The next round is judged on the first 5,000 words of the novel, and the judges are Amazon Vine Reviewers: people who’ve been invited into the Amazon Vine Review program because so many customers have voted positively about their reviews. Many of my beta readers expressed certainty that Generation Apocalypse would make this cut because the opening is the strongest I’ve written to date. Alas, the bomb dropped in April: one of the two reviewers didn’t like the novel. Damn!
Viner One had lots to say, including great things like:
I loved the tension and excitement of your excerpt. The characters are complex and multi-dimensional and I couldn’t help being concerned about what would happen to them in the future.
Viner One also stated in the closing paragraph:
I would definitely want to read more of this book. Great characters well drawn, an interesting and believable setting, clear writing, and excellent use of tension. The world building isn’t over the top and doesn’t overpower the story. Well done.
But Viner Number Two had very little to say about the excerpt, panning it with comments like:
Whereas in the prologue, you’re rushing the pace of your story at the expense of sentence structure.
By the way, I didn’t cut that statement out of context. That was the first sentence of the paragraph that Viner Two wrote as a critique of the excerpt.
I’m happy to say that my editors, both of whom work full time jobs editing, disagree with Viner Two. There was nothing wrong with the sentence structure.

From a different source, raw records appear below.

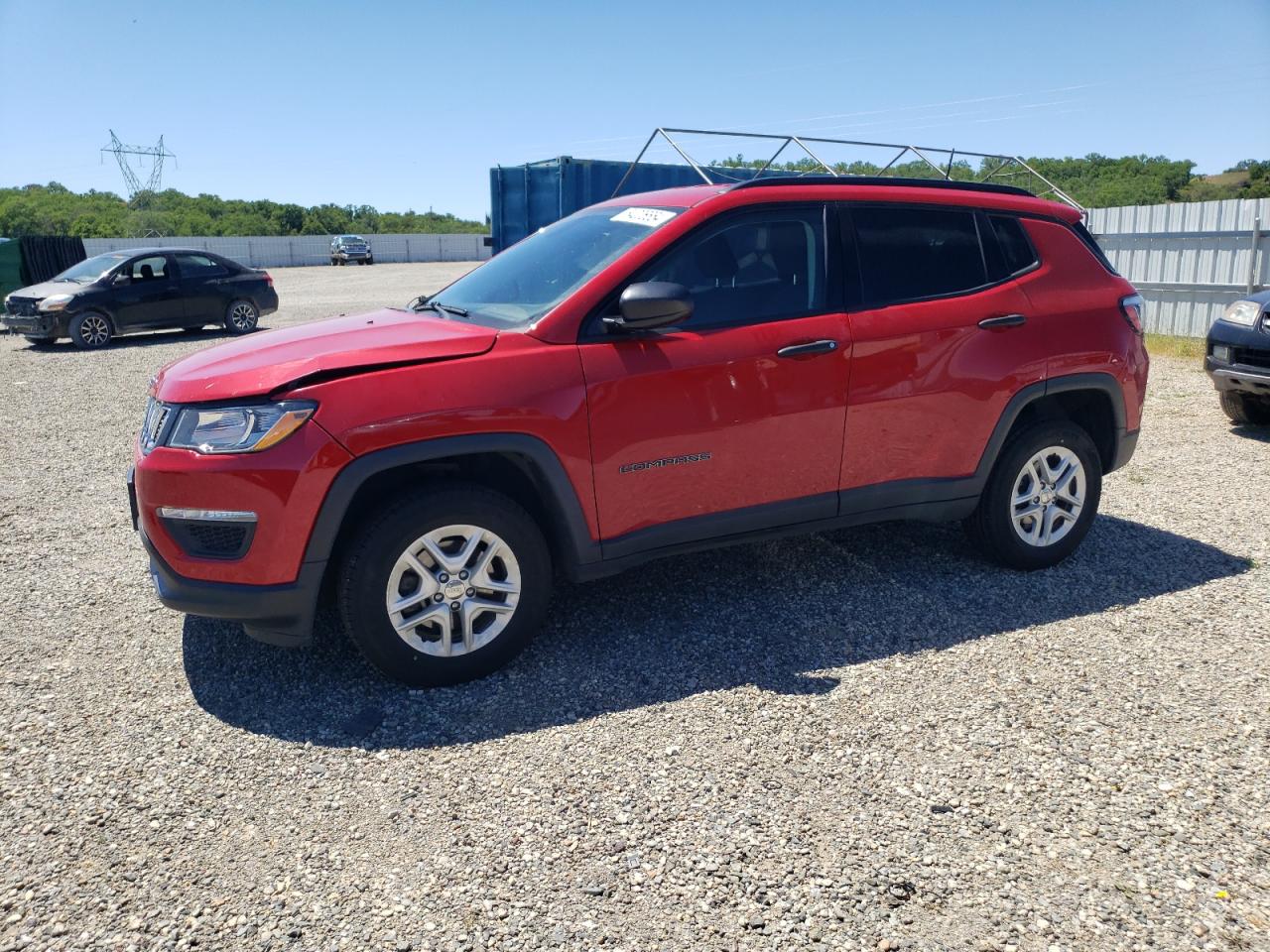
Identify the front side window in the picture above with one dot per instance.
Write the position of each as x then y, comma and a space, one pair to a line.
91, 268
907, 254
149, 268
539, 272
757, 267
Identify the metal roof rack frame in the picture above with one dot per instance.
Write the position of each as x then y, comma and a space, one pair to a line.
1007, 166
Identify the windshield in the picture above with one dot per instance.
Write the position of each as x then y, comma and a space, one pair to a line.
91, 270
534, 276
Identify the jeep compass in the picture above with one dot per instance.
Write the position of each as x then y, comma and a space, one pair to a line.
657, 373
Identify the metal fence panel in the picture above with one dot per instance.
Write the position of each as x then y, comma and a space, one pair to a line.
1189, 259
300, 250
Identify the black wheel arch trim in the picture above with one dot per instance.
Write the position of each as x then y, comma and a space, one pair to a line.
562, 497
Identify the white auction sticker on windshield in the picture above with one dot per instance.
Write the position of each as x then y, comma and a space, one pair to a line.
649, 217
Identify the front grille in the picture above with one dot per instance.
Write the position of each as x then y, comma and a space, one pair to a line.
154, 422
1250, 357
216, 538
211, 538
23, 306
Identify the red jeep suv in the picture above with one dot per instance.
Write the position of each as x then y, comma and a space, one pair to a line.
653, 375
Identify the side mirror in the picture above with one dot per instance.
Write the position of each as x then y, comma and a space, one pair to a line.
652, 303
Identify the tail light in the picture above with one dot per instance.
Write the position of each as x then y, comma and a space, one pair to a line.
1132, 308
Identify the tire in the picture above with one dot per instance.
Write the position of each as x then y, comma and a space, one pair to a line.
241, 316
376, 565
1245, 409
90, 330
1006, 531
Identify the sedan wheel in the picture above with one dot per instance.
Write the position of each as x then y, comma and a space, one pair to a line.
241, 317
90, 330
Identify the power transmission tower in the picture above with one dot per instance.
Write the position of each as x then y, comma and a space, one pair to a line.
130, 178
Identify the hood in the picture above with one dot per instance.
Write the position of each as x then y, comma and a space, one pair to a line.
49, 289
261, 363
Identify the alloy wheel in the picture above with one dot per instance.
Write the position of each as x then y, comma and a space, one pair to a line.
453, 590
243, 316
94, 330
1049, 495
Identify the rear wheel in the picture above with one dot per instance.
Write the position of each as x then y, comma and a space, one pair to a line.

Luckily, I was warned on the forums by previous contestants that, like submitting to an agent or editor, it’s all a subjective crap shoot. If you luck out and get two reviewers who like your work, you’re on to the quarter finals.
That was the cut I had hoped to make, because then Publisher’s Weekly reads the whole manuscript and offers a review. That’s why I entered the contest. That’s what I wanted to be able to put on the product page of Generation Apocalypse: a (hopefully) positive review from a trusted source.
Sure, it would have been fun to win the whole shebang (a $50,000 publishing contract with Amazon) but the odds of getting the PW review were pretty good, making the time and effort to put together my entry worthwhile.
I’ve been a bad boy over the last year. I haven’t promoted my novels at all, and I’m a year late finishing book three. My sales have crashed as a result. I admit that getting deep into the Amazon contest was one way to quickly get some reviews and publicity. In other words, I was being lazy, hoping for a long shot contest to drag me out of the sales doldrums.
The good news is I’m invigorated by finishing Heretics Fall, and I think I’ve found a new editor, who will get the work just as soon as the beta readers have finished commenting. I’m ready to start a program of self-promotion and marketing.
I tried a quick and easy path to publishing success, and it was educational, but now it’s time to get to work and find success on my own. It won’t be easy, but it’ll be satisfying.